What I tried based on reading that thread was to use caddy via docker.
When I do that, then I see caddy binding to 80 and 443 on IPv4.

 $ netstat -antl | grep LISTEN | grep -P "80|443"
tcp        0      0 0.0.0.0:443             0.0.0.0:*               LISTEN
tcp        0      0 0.0.0.0:80              0.0.0.0:*               LISTEN
tcp6       0      0 :::443                  :::*                    LISTEN
tcp6       0      0 :::80                   :::*                    LISTEN

Unfortunately the loadbalancer keeps dropping the connection.
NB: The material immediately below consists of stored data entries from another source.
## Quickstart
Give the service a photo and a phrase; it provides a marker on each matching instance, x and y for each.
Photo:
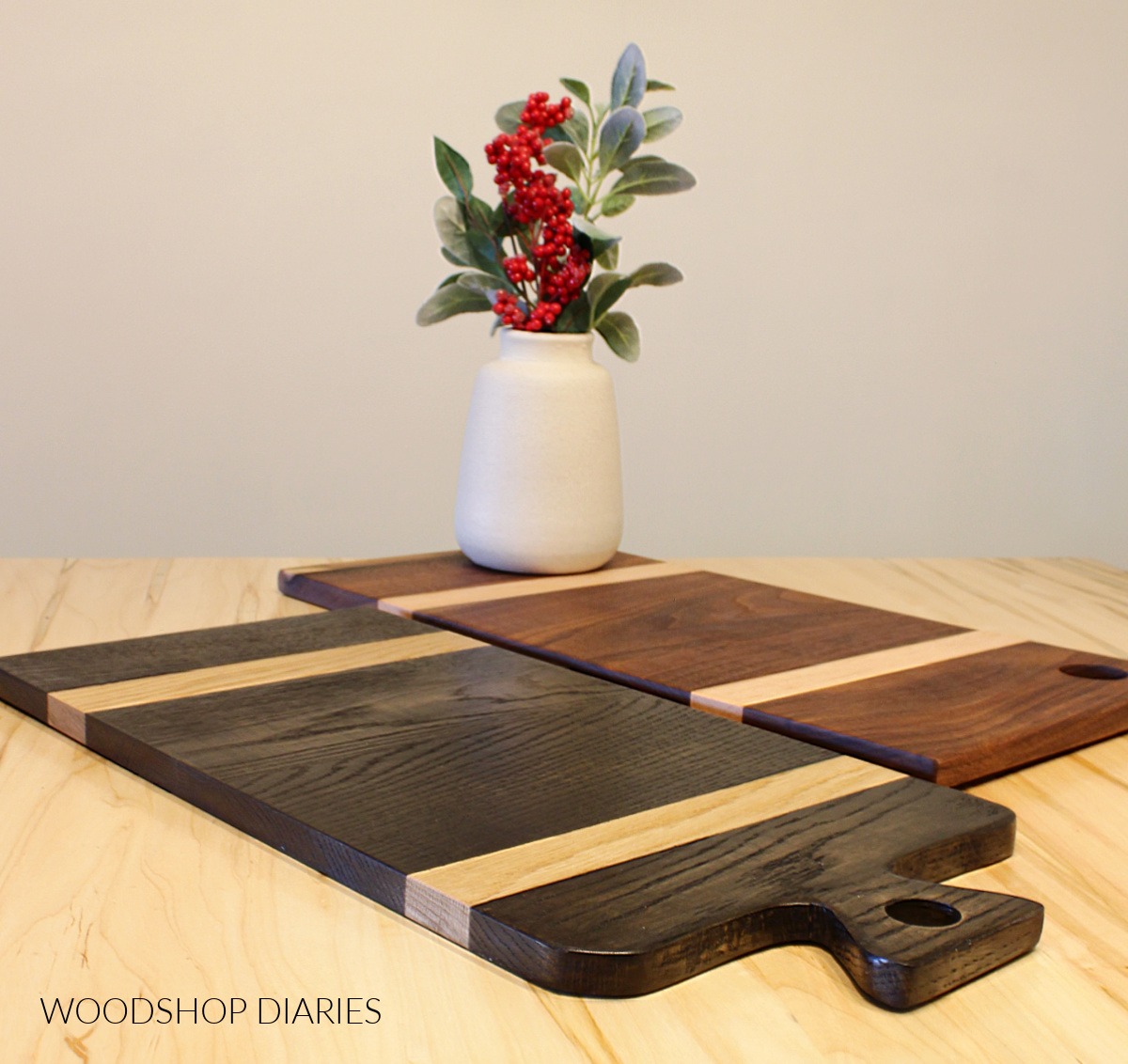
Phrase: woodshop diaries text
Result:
(213, 1009)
I will keep digging. Let me know if you have more ideas about how to troubleshoot.

emilylange · September 28, 2022, 11:23pm

You could try setting docs/caddyfile/options#default-sni and see if it changes anything.

It could very much be, that the mentioned health check doesn’t send a SNI.
Caddy won’t respond to https requests that omit their SNI or have it set to something Caddy isn’t configured to serve - at least by default.

You can test that yourself by running the following on your Caddy machine:

❯ curl https://127.0.0.1 -k

curl will send 127.0.0.1 as SNI, but your Caddy isn’t configured to serve that - so it won’t and curl returns an error.

Or you could also use --resolve, just like you did in your opening post, but with a hostname that you aren’t serving to yield the same error:

❯ curl -k https://example.com -v --resolve example.com:443:127.0.0.1

Also, :::443 and :::80 is listing on both IPv4 and IPv6 - no need to worry.
You actually tested that before by running --resolve domainhere:443:127.0.0.1 - which is IPv4 and you said worked

drio · September 29, 2022, 11:09am

Success!

That was it @emilylange. Thank you so much for taking the time to read the thread and respond.

The solution, as @emilylange suggested was to add a default_sni global option to the caddyfile.

-drd

system · October 28, 2022, 3:32pm

This topic was automatically closed after 30 days. New replies are no longer allowed.